Three goatees, two baseball caps and one GC art professor play folk music on the lawn of Goshen Brewing Company (GBCo). 

This is The Dawg.

The Goshen-based trio is comprised of Duane Gundy on mandolin and guitar, Jim Shenk on guitar and pedal steel guitar and GC art professor, Randy Horst, on upright bass.

On Wednesday, Sept. 25 at 7 p.m., the band played underneath a black lawn canopy with GBCo’s lettering and hop seed logo.

On the grass, patrons sat on lawn chairs and milled about with beer and food in hand as the sweet sounds of folk music filled the air. 

The band boasted a wide variety of folk instruments, including guitar, mandolin, pedal steel guitar and bass.

Shenk makes instruments for a living, producing mandolins, guitars, and even pedal steel guitars– console-styled steel guitars with pedals and levers like a piano.

“Actually all the instruments you saw [Shenk] made, other than my bass,” said Horst.

The Dawg got its name from another band. Band members Gundy and Shenk had formerly been in a band called Drop the Dawg. After a member of Drop the Dawg left, Horst joined in on the fun. They decided they wanted a new name to match the new group dynamic, so they dropped the “Drop” and became “The Dawg.”

On Wednesday, the band’s sound consisted of soaring vocals, plucky mandolin and guitar, and solid undertones from the quick plucking of the upright bass. 

“We work hard on harmonies… it’s important to us,” Horst said.

And it showed. High harmonies interlocked perfectly to create a sound that was reminiscent of Crosby, Stills, Nash and Young’s song “Helplessly Hoping.”  

Gundy and Shenk switched between lead vocals and middle harmonies, while Horst contrasted the low notes of his upright bass with high vocals.

The band offered their take on multiple songs, with tunes ranging from The Grateful Dead’s “Friend of the Devil” to The Beatles’ “When I’m Sixty-Four.”
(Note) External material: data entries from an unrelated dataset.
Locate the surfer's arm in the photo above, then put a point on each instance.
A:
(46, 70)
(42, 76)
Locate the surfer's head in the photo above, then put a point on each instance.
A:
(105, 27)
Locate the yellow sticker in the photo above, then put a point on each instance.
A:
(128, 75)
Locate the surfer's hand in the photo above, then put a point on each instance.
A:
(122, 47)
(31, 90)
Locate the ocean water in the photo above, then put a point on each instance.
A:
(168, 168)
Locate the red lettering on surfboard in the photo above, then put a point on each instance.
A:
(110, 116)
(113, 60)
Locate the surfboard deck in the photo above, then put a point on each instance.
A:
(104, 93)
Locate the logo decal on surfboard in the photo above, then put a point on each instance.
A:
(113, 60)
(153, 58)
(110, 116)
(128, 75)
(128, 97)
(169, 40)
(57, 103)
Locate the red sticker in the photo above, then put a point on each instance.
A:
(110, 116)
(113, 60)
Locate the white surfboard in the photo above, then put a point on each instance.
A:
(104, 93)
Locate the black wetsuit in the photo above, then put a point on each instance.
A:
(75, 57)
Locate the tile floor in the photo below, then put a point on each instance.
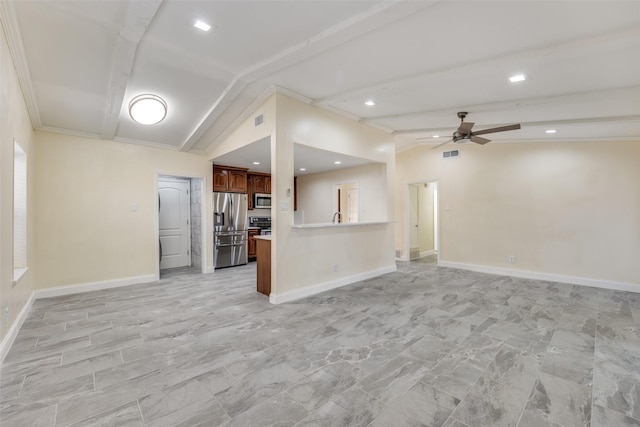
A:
(425, 346)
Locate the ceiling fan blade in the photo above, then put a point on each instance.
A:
(465, 127)
(479, 140)
(442, 143)
(498, 129)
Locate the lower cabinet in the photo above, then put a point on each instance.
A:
(263, 279)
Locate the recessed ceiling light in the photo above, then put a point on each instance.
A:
(201, 25)
(148, 109)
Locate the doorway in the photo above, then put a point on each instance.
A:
(421, 231)
(180, 240)
(347, 201)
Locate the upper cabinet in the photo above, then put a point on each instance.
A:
(229, 179)
(261, 183)
(257, 183)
The Dawg gave the Beatles’ feel-good song a twangy and folksy feel, with Gundy taking lead vocals.

Junior Heather Gabel took in the concert from a spot on the grass. As she listened, she remarked that Gundy’s vocals were “the perfect amount of raspy and smooth.”

Around the half-way point, the band took a break to stretch and mingle with the audience.  Afterwards the band took the stage and joked around while they tuned their instruments and adjusted the stage lights to combat the increasing darkness. 
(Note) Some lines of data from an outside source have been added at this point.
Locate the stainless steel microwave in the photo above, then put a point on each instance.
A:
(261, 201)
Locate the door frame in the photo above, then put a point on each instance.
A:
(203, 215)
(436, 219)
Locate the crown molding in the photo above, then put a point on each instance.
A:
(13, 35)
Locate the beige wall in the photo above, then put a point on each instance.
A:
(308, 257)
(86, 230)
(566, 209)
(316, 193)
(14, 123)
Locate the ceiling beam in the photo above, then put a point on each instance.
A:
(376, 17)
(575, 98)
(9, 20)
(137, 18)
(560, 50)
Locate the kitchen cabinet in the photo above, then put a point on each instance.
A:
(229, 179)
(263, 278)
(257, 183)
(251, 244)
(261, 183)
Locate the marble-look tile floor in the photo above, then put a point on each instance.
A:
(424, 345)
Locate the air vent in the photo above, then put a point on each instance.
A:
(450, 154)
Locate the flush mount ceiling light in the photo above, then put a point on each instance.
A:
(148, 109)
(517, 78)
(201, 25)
The second half brought another musician with ties to GC. Skip Barnett, an adjunct English professor, was featured in the band’s rendition of “Wagon Wheel” by Darius Rucker.

Barnett added a high-class look to the group’s relaxed attire, sporting white dress pants and a short-sleeved dress shirt tucked into a brown belt. 
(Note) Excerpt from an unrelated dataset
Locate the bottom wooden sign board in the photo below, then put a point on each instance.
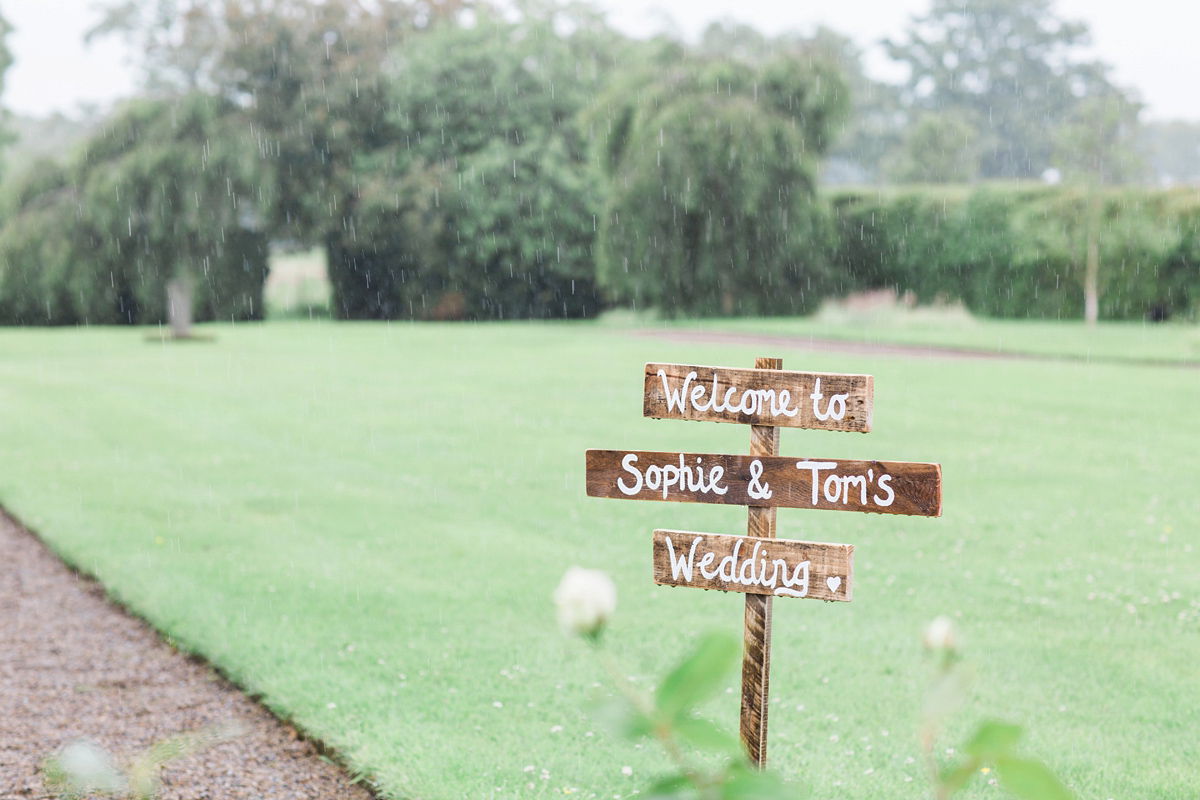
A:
(757, 566)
But his musical contribution brought the opposite, adding a gritty and beautiful flavor from his harmonica to the group’s sound.

For Gabel, Barnett was “the cherry on top” to the band’s sound.

After his feature, Barnett left the stage for a few songs. Shenk then broke out the pedal steel guitar on a song dedicated to Gundy’s wife who had turned 50 years old, “or somewhere in that ballpark.”

The evening wound down around 9 p.m. with good food eaten, local beer drunk and folk music floating up into the night sky.

The Dawg will be performing next at the Kendallville Apple Festival in Kendallville, Indiana, this coming Saturday at 11:00 a.m., 1:00 p.m. and 3:00 p.m.